C’est ensemble que la vie arborera à nouveau ses joyaux. Les enfants, lors de leurs activités communes, font preuve d’une incroyable force et peuvent, à ces moments-là, évoquer les raisons de leurs arrivées en Belgique sans trop ciller. La violence de leurs propos tranche avec l’énergie dégagée par le groupe. Alors, souvent, les sourire de fierté se font voir. On sent pourtant leur difficulté à exprimer, à ressasser ce passé récent – présent pour bien d’autres – et on ne peut que saluer le talent du réalisateur pour aller déceler ces failles en nuances, sans brutalité et avec la distance nécessaire. Quant aux adultes, ils n'interviennent qu’à travers les questions des enfants ou dans un échange direct avec eux. N’en découlent alors que d’infinies preuves d’amour. De celles qui font braver tous les obstacles. Et ce, même lors d'une scène de liesse dans laquelle les enfants regardent les corps de leur parents se mouvoir sur des gammes orientales. C’est le monde qui s’invite à nous et nous rappelle subtilement toute la beauté et la vie qu’il contient et que certains, pour d’obscures raisons économiques, seraient prêts à laisser filer.
Le réalisateur fait preuve d'une grande maîtrise du cadre, quasi toujours en mouvement (les seuls cadres fixes sont ceux présentant les bâtiments officiels et institutions belges), qui sublime ces visages pourtant déjà magnifiques et l’instabilité de leurs sentiments tout en rappelant le mouvement de l’eau dont les traversées auront marqué chaque page importante de l'histoire. Celle-ci en est une, il serait bien temps de s’en rendre compte et de comprendre que le principe même des frontières n’a, aujourd'hui, plus aucun sens. Une valeur obsolète à l’heure du mélange, de la mixité, du métissage, de l’Internet et du libre échange... (Interdire le droit de sol à quelques êtres humains en détresse paraît bien ridicule dans ces conditions). Sans vraiment en faire cas,  Je n'aime plus la mer remue ces réflexions. Dans cette même idée de travail plastique, ce cadre large, étendu, ce Scope agrandit l’horizon de ces jeunes gens à la liberté compromise, tout en offrant un souffle visuel “cinématographique” au spectateur. Il oppose aussi la terreur des propos au caractère paisible de nos campagnes. Une manière de rappeler – à nouveau sans sentence – à quel point le confort nous sépare.

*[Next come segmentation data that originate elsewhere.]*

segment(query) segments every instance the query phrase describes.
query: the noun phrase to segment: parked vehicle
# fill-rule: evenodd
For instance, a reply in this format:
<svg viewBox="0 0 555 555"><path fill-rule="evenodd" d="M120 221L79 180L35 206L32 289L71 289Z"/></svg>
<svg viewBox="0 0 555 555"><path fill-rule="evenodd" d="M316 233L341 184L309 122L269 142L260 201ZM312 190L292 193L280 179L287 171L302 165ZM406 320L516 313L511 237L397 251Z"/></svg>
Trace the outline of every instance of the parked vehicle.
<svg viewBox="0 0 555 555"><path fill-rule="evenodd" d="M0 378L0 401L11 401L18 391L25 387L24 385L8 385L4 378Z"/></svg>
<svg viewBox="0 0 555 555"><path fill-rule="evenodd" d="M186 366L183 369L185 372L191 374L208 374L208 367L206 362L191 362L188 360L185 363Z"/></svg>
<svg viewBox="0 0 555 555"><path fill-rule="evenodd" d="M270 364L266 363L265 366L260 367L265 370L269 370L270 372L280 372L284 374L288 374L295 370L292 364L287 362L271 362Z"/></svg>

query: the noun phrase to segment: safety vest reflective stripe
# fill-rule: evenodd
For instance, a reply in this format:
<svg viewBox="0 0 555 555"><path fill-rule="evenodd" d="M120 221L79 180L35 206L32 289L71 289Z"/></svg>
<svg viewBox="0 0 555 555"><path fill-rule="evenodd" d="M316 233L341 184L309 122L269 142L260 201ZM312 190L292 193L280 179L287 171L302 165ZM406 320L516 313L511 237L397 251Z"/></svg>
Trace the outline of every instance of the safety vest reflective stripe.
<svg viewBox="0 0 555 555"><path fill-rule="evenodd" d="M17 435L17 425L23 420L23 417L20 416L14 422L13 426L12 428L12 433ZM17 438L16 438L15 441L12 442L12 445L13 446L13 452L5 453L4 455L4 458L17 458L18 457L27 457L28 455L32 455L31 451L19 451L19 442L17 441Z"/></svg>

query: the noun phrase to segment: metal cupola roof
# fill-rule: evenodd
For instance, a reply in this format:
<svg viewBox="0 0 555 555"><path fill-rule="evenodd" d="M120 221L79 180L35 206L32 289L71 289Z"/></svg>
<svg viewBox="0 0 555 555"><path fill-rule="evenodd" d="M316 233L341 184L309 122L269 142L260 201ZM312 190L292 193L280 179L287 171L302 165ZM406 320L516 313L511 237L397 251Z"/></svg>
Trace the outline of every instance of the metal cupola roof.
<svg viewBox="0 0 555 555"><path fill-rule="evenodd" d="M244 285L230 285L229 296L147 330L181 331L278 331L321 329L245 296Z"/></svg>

Toujours dans une forte volonté symbolique, le film convoque la nature, les éléments. Outre la mer toujours présente, il est question de vent, de forêt… Ainsi, une fillette, plus touchante que jamais, susurre, voix brisée par l’émotion, à quel point elle n’aime pas son existence. Pas même la forêt qui borde le centre, dit-elle. “Il ne s’y passe que des trucs pas bien. Des trucs qui font peur”. L’universalité d’une peur enfantine face à la monstruosité des peurs fuies dans leur pays. Il n’existe évidemment pas d’échelle de la douleur morale mais, soyons honnêtes, il est parfois bon de remettre les choses à leur place. Les rencontres entre les religions se font, elles aussi, dans la simplicité, près d’un arbre, seul, immense. Ainsi les Inch’Allah yeux dans les yeux avec Maryam, mère du Christ, se marient au pied de cet arbre imposant qui s’érige vers le ciel de la même manière pour tous. Toutes les prières s’en iront dans le même souffle du vent. Et puis la mer, bien sûr. La mer du Nord qui rapporte la joie. Comme un passé que l’on range sans l’oublier. Comme une nouvelle vie à commencer là où elle est possible.